Quick take — A reusable hashicorp/azurerm module for Azure Chaos Studio: provision experiments with selectors, branches, fault steps and a system-assigned identity so chaos engineering becomes repeatable, reviewable IaC. New here? Jump to the Quickstart below to deploy it in minutes; read on for how it works and when to reach for it.
Quickstart (copy-paste)
Minimal, runnable configuration — drop this in a .tf file and fill in the "..." placeholders (each required input is commented):
provider "azurerm" {
features {}
}
module "chaos_studio" {
source = "git::https://dev.azure.com/teknohut/kloudvin/_git/terraform-modules//terraform-module-azure-chaos-studio?ref=v1.0.0"
name = "..." # Experiment name (2–64 chars, alphanumeric start/end, al…
location = "..." # Azure region for the experiment resource.
resource_group_name = "..." # Resource group that holds the experiment.
selectors = ["...", "..."] # Named groups of Chaos Studio *target* resource IDs that…
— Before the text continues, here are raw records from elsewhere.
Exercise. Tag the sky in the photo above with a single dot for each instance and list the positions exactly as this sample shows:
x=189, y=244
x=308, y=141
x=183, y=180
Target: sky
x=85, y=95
steps = ["...", "..."] # Ordered steps → parallel branches → actions. Each actio…
}
Then terraform init && terraform apply. Every other input has a sensible default — see Inputs below to override behaviour.
What this module is
Azure Chaos Studio is a managed fault-injection service for chaos engineering. You enable a target on a resource (a VM, an AKS cluster, a Cosmos DB account), attach one or more capabilities (the specific faults that resource can absorb — CPU pressure, shutdown, network latency, failover), and then author an experiment that orchestrates those faults across steps, branches, and selectors to validate that your system degrades gracefully instead of falling over.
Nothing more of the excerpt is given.